Tidick-Ulveling's novel echoes the viciousness of the witch trials all while retaining a striking moral ambiguity. By refusing to reduce her characters to mere tropes and keeping them fundamentally human, Tidick-Ulveling managed to create an uncomfortable, shocking tale. And while the story is fictional, the author's substantial amount of research into the historical facts is well documented.

Previous comments on the novel have pointed out that Tidick-Ulveling has put a lot of herself into the story, the most obvious reference being Beate: A mother who has her child ripped from her and has to witness her being tortured and killed. But it seems only reasonable to suggest that Johannes, with his unrelenting humanism and this inner urge to speak out against the injustices of his time, also carries within him the spiritual torch of the author that created him.

Tidick-Ulveling does not embellish anything, her characters are not larger-than-life heroes who defy the odds and topple the system. But, importantly, they are not completely powerless either. While Beate cannot dismantle the system that murdered her daughter, she realises that she can use it against those who wronged her. Excluding the obvious moral issue, what is out of the question is that Beate is a marvellous example of a female character taking agency instead of merely being at the mercy of outside events and actions.

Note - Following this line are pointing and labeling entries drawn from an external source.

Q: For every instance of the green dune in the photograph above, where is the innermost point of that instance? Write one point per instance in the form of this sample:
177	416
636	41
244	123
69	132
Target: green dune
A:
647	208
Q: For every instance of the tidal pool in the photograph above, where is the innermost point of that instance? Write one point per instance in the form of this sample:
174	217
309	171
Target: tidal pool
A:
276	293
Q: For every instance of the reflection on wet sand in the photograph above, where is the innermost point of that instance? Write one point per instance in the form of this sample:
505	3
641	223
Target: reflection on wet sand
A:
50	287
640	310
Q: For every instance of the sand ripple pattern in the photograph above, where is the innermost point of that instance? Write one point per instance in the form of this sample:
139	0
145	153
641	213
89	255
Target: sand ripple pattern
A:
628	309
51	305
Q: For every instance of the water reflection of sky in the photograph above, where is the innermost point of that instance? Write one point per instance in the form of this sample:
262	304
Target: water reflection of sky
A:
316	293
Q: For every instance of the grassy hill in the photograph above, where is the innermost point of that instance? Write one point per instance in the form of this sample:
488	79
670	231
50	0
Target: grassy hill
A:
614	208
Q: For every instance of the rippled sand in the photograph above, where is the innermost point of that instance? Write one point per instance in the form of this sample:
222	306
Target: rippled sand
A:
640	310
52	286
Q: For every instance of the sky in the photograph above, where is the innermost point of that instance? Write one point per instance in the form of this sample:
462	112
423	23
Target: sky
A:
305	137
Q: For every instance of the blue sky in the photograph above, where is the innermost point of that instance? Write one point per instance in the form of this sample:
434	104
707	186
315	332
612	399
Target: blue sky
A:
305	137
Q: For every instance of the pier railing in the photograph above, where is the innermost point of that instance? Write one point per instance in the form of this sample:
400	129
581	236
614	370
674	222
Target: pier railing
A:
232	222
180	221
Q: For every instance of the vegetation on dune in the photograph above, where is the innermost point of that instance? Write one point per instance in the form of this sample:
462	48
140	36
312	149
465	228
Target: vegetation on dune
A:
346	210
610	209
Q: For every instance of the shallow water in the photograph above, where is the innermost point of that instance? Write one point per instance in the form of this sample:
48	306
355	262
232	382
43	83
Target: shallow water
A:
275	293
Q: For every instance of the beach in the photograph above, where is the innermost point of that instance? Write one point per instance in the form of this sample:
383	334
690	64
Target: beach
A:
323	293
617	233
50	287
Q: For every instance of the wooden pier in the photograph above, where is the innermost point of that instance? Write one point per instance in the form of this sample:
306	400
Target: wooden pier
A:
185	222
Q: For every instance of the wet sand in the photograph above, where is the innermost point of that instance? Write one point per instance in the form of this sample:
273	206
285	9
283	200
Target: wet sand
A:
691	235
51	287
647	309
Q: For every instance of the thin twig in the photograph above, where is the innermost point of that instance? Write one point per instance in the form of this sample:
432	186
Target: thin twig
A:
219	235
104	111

But 'Im Zeichen der Flamme' also raises several more general questions that have remained frighteningly relevant to this day. In fact, an article discussing the book, published in the newspaper 'Luxemburger Wort' on 8 November 1961, just a few weeks after the novel's release, already pointed this out, urging "everyone" to ask themselves: "Would I have the courage to defend an innocent woman, or would I idly stand by while she is tortured and killed? Have I overcome the primitive state of a human who needs a scapegoat for every misfortune? Do I not revel in the misery of others because I forget my own while doing so?".

Marie-Louise Tidick-Ulveling died on 17 September 1989. Her whole life and all of her literary works are an expression of her fight against any type of injustice, fanaticism, and intolerance.